There is enormous progress among C.F. researchers in understanding the disease, developing new therapies, and dealing with the disease from different angles. Below, we will detail the latest steps to achieve improved healing and find a cure for the disease.
When cystic fibrosis was first diagnosed in 1938, it was thought that almost all children with the disease would not live longer than the first six months of their lives. By 1950, the average life expectancy of C.F. patients was only five years (i.e., only half of C.F. patients reached the age of 5 years or older). Until 1966 the average life expectancy was eleven years.
Following improved awareness, early diagnosis, and effective treatment methods, there has been a marked improvement in life expectancy and quality of life. Today, more than half of them reach the age of 30 and over. Many patients even reach the age of 40 and 50, and some reach the age of 60 and up. Continuous improvement in early diagnosis, careful treatment, and follow-up prolongs C.F patients’ quality and life expectancy every year.
It is still not possible to predict the chances of a particular patient because the severity of the disease in each person can be completely different in the purpose of the change. However, combining new treatment methods with existing methods will allow C.F. patients to expect a more optimistic future.
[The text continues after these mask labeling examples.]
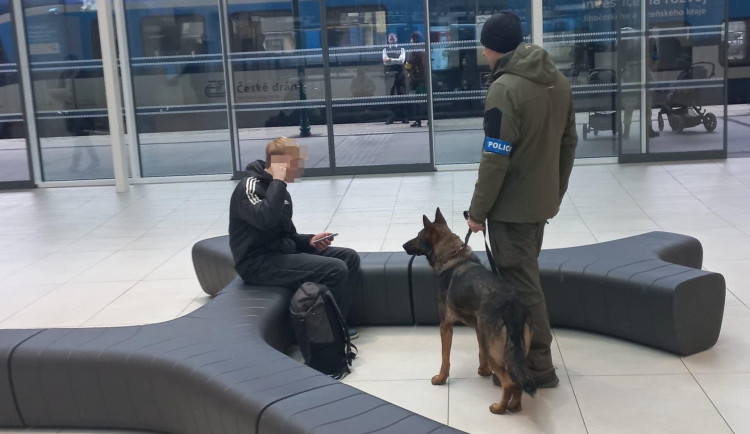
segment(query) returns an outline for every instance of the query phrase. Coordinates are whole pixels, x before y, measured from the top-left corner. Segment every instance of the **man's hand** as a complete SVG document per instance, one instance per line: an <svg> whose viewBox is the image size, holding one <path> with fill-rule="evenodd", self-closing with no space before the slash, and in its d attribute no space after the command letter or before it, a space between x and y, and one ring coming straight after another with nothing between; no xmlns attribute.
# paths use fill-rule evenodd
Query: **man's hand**
<svg viewBox="0 0 750 434"><path fill-rule="evenodd" d="M320 251L327 249L328 246L330 246L331 243L333 242L333 238L328 238L325 240L321 240L321 238L327 237L328 235L332 235L332 233L321 232L319 234L313 235L313 237L310 239L310 246Z"/></svg>
<svg viewBox="0 0 750 434"><path fill-rule="evenodd" d="M468 223L468 224L469 224L469 229L471 229L471 231L472 231L473 233L477 233L477 232L479 232L479 231L483 231L483 230L484 230L484 225L483 225L483 224L481 224L481 223L477 223L477 222L475 222L474 220L472 220L472 219L471 219L471 217L469 217L469 218L468 218L468 219L466 220L466 223Z"/></svg>

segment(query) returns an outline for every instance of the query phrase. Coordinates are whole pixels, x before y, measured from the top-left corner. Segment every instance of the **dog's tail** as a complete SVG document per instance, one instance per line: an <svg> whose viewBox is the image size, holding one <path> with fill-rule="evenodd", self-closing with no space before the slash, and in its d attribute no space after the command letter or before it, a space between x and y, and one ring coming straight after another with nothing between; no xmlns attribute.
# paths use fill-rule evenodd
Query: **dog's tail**
<svg viewBox="0 0 750 434"><path fill-rule="evenodd" d="M531 370L529 370L525 351L524 326L526 325L526 315L514 319L514 321L506 323L508 337L505 339L505 366L513 382L520 385L524 392L534 396L536 381L534 381Z"/></svg>

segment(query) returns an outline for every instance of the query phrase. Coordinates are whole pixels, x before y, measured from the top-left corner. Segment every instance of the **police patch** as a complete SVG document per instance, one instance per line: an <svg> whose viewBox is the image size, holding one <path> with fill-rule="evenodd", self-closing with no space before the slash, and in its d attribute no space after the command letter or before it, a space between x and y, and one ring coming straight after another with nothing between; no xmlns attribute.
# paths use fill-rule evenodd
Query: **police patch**
<svg viewBox="0 0 750 434"><path fill-rule="evenodd" d="M513 151L513 145L505 140L493 139L492 137L484 138L484 152L493 154L510 155Z"/></svg>

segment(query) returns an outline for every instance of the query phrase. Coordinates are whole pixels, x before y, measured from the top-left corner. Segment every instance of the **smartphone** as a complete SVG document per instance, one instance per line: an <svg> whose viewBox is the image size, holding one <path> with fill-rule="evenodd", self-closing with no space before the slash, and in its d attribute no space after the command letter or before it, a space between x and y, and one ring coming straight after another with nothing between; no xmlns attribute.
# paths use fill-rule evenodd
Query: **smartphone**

There has been enormous progress among C.F. researchers in understanding the disease, developing new therapies, and dealing with the disease from different angles. Below, we will detail the latest steps to achieve improved healing and find a cure for the disease.
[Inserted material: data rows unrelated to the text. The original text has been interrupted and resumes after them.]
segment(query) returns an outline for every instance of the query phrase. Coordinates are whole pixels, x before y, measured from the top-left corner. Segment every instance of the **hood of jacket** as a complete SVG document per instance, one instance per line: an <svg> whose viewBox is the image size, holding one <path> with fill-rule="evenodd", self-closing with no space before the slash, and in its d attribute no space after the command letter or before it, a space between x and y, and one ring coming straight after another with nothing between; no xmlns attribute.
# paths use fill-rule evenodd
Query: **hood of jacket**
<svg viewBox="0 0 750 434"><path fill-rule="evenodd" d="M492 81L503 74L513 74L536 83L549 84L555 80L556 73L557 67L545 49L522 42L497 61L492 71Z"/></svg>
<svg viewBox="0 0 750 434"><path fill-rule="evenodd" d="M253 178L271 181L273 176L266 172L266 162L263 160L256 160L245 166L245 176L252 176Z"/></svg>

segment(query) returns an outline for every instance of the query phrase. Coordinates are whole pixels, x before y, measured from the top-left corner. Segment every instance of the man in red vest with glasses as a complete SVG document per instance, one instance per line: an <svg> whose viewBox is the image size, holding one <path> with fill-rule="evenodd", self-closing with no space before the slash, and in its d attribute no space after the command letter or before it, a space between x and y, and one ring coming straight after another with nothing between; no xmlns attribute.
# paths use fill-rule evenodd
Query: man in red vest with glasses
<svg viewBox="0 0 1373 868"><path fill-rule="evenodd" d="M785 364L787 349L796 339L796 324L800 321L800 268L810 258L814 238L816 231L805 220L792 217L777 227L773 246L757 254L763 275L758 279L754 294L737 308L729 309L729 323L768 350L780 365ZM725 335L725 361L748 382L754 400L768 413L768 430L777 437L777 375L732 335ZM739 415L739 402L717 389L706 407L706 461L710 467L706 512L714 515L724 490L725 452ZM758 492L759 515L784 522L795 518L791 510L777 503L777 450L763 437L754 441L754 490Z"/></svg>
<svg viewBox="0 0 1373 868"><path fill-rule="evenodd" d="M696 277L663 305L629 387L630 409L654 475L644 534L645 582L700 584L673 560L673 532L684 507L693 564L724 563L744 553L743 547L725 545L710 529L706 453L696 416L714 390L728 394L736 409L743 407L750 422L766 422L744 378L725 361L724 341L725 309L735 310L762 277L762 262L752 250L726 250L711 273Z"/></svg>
Correction of the genetic defect in C.F.
In 1989, C.F. researchers discovered the gene responsible for the disease. They prepared normal gene transcripts in laboratories and attached them to the abnormal cells within a year. The average gene acted and corrected the function of the damaged cells. meaning
The discovery is that curing C.F is no longer just an imaginary idea but is advancing towards realization in reality.
The average gene was inserted into the cells and later into a laboratory animal in two ways
A. As part of DNA within a virus that has been altered and weakened by genetic engineering.
B. Inside a particle with a fatty coating called a liposome. (LIPOSOME).
Success has brightened the face of research! Therapy by gene repair is underway.
About one hundred CF patients (1998) are involved in these trials. The study aims to determine the safety of the process, and subsequently, its effectiveness. Several issues have been identified so far:
Lack of uniformity in the introduction of normal genes into airway cells.
Development of an immune response in the patient following the introduction of the virus that prevents treatment a second time.
In the first stage, the researchers inserted the modified gene into the nasal mucosa cells of the C.F. In some patients, an attempt has been made to insert the repaired gene into the cells lining the bronchi. The results were encouraging but not identical in all cases.
Thus for the first time, a fundamental defect was corrected within the cells of cystic fibrosis patients. At this early stage of the study, the experience is too small to conclude the clinical impact on patients. However, research continues at an increased rate.
Improved treatment methods
The latest news from the clinical front is particularly noteworthy. The first new C.F. drug in 30 years, the Pulmozyme, has been available worldwide since 1994. Inhalation (Pulmozyme DNase) can be done directly into the airway of the C.F. patient, where the drug breaks down the thick mucus into liquid.
Extensive studies conducted at many cystic fibrosis centers have demonstrated the drug’s efficacy, which reduces inflammatory processes and improves lung function in many C.F. patients.
Today, about a dozen other C.F. drugs are being tested in experimental laboratories at hundreds of C.F. centers in the U.S. and worldwide. News on chest physiotherapy as well as contraceptives for health inflammatory processes. Other researchers hope to shed light on ways to improve nutritional status.
Transplants of heart-lung or of both lungs
In recent years there has been the possibility of performing heart-lung transplants, or of both lungs combined or even lung transplantation from living donors in patients with severe lung disease. Although this is a complicated and serious process, the success rate has made it a possible choice for C.F. patients.
C.F is a severe disease but far from incurable.
Early diagnosis, improved healing methods, and close monitoring have improved the prognosis in recent years. Proper care allows most patients to reach adulthood and lead productive and happy lives. It is essential to know that we are learning more and more about the disease almost every day. So there is good reason to be optimistic about the future.